One of the first autobiographies I read was "Is That It?" by Bob Geldof. He wrote it shortly after Live Aid to explain how these amazing benefit concerts had been pulled together by a relatively unknown punk rock guy. The title came from a kid who was apparently expressing disappointment that the concerts were over. He was waiting for more. I think Geldof chose that title because he himself didn't want the concerts to be the end but rather the start of giving to impoverished Africa. They may have prompted that kind of giving. They also propelled Geldof into something of a statesman's role in trying to figure out how best to use the funds raised. And the concerts themselves went on to spawn many other fund-raising concerts, including Farm Aid.

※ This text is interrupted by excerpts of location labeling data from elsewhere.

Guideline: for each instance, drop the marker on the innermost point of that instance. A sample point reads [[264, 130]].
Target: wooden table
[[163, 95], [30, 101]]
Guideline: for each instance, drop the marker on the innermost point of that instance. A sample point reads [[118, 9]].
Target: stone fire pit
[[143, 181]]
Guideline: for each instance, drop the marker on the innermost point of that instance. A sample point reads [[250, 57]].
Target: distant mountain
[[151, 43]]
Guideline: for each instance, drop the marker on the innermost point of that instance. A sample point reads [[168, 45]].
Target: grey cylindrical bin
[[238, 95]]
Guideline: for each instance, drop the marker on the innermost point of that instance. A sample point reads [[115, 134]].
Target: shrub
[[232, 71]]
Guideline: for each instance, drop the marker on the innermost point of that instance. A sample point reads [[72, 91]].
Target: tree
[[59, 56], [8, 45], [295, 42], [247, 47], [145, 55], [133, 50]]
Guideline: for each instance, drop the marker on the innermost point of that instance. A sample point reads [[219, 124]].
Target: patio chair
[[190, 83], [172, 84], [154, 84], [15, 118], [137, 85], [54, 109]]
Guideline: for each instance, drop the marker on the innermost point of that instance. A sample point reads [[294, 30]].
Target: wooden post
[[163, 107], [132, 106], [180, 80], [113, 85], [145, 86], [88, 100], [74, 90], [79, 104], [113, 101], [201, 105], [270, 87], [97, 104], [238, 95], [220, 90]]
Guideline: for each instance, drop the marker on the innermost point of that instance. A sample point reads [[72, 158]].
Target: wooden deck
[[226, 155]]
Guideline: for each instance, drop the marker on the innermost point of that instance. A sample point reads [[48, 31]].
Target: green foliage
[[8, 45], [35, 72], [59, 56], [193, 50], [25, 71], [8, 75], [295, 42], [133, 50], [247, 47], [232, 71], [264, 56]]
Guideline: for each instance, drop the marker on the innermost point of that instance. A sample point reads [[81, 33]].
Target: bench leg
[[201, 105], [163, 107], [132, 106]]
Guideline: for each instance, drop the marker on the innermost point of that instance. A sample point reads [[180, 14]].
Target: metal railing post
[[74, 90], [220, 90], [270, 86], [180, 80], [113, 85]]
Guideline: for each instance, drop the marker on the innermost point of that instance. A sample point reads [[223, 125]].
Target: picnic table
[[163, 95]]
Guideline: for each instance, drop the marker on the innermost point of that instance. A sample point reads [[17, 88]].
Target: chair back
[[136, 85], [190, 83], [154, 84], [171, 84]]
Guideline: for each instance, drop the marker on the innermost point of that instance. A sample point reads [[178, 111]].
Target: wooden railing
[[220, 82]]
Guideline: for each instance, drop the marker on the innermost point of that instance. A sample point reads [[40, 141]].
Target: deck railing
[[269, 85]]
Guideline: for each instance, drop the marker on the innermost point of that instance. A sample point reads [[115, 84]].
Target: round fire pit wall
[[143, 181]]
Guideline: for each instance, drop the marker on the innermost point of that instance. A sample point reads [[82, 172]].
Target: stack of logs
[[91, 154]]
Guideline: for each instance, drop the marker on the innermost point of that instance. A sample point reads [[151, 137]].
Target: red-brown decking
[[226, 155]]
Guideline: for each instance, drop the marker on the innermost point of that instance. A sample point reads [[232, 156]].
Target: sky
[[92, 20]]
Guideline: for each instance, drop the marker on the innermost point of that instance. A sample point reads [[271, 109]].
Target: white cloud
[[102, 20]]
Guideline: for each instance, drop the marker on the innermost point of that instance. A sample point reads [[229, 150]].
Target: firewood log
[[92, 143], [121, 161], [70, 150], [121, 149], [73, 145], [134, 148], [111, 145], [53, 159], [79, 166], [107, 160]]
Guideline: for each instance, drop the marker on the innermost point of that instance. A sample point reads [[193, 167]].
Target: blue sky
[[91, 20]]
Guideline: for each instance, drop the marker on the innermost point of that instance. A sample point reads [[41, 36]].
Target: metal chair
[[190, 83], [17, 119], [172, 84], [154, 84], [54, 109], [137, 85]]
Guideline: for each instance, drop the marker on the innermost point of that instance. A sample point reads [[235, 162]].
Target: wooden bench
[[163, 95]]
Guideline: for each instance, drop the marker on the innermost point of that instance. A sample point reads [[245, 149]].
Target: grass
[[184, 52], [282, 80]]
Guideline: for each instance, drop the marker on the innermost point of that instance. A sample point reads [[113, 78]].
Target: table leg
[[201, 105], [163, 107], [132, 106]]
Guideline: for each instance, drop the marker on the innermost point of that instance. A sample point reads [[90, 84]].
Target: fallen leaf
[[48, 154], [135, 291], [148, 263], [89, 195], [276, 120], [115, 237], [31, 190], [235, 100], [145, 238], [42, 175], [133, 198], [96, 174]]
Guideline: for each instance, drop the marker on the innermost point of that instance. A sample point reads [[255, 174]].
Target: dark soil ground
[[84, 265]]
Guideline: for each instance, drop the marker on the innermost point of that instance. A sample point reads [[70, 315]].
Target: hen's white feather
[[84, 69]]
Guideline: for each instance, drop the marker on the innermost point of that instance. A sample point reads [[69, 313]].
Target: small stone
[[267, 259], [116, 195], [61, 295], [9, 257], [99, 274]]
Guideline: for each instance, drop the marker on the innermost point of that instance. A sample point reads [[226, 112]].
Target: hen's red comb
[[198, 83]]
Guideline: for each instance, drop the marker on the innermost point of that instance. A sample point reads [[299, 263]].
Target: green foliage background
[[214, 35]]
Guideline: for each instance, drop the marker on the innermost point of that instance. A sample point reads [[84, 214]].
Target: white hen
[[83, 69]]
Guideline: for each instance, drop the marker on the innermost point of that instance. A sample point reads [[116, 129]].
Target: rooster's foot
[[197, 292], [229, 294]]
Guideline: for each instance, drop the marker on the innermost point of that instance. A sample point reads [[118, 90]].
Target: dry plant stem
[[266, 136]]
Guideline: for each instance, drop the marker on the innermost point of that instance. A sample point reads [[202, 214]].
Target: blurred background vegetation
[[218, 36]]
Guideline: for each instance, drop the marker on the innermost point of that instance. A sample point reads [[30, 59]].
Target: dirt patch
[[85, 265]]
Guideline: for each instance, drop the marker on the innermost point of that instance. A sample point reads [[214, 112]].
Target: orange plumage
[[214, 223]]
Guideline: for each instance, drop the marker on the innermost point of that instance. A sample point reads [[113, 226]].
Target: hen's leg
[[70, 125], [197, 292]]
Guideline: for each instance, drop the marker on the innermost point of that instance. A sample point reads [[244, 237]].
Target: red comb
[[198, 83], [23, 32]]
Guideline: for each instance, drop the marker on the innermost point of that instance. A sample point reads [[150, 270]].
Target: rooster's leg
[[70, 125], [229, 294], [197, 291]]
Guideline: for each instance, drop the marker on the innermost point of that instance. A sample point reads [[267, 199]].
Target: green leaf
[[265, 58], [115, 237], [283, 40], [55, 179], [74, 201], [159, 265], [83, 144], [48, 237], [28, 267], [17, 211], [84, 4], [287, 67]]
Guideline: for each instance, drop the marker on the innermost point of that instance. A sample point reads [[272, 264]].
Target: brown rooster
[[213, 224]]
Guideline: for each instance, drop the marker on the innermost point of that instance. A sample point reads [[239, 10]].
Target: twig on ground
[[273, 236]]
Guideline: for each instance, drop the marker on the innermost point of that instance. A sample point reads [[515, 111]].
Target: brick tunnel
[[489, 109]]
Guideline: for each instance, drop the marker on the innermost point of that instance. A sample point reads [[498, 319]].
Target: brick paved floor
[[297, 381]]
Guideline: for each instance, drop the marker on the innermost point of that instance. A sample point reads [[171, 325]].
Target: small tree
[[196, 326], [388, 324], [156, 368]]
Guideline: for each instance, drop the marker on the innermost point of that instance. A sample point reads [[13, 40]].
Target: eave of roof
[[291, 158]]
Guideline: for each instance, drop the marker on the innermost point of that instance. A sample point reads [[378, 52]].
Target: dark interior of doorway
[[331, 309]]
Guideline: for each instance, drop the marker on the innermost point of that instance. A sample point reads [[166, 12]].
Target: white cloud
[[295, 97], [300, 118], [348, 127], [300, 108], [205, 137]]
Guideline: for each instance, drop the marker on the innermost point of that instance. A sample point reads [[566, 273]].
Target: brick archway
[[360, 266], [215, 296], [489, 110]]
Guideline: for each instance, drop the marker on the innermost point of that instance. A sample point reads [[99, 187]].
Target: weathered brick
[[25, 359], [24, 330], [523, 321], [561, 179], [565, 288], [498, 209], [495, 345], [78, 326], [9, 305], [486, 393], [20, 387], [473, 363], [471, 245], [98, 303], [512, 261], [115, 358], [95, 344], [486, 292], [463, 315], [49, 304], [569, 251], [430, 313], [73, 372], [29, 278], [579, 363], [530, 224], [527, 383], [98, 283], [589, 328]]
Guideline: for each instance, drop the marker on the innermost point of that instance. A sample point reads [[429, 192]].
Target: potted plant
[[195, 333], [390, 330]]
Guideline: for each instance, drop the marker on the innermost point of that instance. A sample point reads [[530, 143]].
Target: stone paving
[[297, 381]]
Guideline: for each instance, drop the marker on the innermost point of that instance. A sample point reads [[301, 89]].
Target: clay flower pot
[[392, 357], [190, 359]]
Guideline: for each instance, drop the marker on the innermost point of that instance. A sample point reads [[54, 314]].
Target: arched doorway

But as I'm writing my "fact", I have come to wonder about the dialog found in such autobiographies. Now while I'm sure Bob Geldof may remember that one kid's comment as a pivotal one, I doubt that he - or anyone - can recall all the conversations he had with the various performers in the days leading up to the shows. Even writing his story shortly after they happened, I'd be surprised if he recalled the exact words he had with people in the months of planning. I keep meaning to go look at the book and see how much dialog there is. Because that's what I'm struggling with.

It's easy to imagine conversations that might have taken place. For the fictional pieces, I can put myself in the imagined moment and believe that I can create a fairly accurate portrayal of what the conversation might have included.

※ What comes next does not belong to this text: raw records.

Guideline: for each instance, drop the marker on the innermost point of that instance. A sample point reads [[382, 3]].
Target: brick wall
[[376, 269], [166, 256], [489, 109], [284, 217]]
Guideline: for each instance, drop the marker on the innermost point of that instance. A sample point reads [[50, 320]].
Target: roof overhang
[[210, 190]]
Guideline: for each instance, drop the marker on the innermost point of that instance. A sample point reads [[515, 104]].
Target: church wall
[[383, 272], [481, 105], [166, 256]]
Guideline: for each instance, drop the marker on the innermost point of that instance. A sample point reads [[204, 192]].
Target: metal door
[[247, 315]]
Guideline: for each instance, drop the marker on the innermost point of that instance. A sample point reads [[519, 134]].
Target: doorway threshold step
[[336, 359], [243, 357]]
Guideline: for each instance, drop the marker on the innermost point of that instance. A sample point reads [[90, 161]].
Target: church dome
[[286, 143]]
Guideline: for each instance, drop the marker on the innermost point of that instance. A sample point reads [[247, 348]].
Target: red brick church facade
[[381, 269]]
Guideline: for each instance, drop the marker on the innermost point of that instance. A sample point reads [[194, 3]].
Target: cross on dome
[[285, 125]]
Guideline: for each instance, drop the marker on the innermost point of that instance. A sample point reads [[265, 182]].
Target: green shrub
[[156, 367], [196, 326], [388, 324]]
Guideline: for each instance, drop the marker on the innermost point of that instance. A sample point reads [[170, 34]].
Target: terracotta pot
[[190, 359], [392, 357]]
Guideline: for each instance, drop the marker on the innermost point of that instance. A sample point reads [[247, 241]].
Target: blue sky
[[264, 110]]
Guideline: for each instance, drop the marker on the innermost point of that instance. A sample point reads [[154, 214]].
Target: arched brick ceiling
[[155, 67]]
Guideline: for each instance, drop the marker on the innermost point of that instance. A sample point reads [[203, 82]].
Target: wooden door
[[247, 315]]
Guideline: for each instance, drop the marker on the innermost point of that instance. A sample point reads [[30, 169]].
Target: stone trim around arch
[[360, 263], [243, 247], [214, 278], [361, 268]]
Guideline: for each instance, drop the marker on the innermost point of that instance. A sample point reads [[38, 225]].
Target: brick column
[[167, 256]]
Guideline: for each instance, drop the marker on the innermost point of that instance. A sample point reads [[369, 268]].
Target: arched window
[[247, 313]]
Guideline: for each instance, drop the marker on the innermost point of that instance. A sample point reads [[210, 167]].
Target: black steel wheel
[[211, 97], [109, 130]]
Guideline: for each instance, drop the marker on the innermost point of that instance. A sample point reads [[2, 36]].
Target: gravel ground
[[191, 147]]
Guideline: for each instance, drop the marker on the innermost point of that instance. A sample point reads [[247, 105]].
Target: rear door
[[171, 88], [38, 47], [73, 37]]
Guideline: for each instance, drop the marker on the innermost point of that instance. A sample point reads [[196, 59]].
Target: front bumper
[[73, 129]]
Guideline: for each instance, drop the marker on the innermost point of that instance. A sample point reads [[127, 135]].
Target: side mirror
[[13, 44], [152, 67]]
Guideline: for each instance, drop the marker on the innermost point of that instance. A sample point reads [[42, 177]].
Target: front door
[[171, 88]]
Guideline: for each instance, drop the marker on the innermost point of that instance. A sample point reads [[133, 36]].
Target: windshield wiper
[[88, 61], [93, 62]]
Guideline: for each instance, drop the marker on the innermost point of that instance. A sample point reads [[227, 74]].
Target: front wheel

But trying to recall actual conversations nearly 30 years later, in some cases, seems like an impossible task. I remember the gist of what was said. I remember the outcomes, what happened as a result of the conversations. But even such momentous conversations as my one and only marriage proposal are gone from the reaches of my memory.

I am finding, however, that the details of what happened when - the timeline of the events - is easier to construct now that I have to laid it out. A led to B, which led to C. Or B happened between A and C, and so had to have happened in this timeframe. Names of people who have long since moved out of my life are also coming back. Not easily but gradually. I will end up changing most of the names anyway. After all, the memoir parts are not always comfortable to think about and sometimes include things best left between the two parties involved. So a little fiction will be interjected in the changing of names and possibly a few other elements. The parties who were intimately involved will know the real story. Whether they choose to acknowledge that is up to them.

Which is probably why I have found it easiest to write the "facts" around my relationship with a man who died a few years ago. He's not here to judge me and whether I have told the true tale. Almost no one - in fact, no one besides the two of us - know the actual facts. And my memory is fuzzy at best on some. The other "true" stories will be harder. Because they need to be true enough to be believed and lead to the imagined life stories. But still perhaps a blending of fact and fiction. Remembered or reimagined conversations. Snippets of the true facts laced with true-to-the-best-of-my-recall events.

So not fact or fiction. But instead fact and fiction.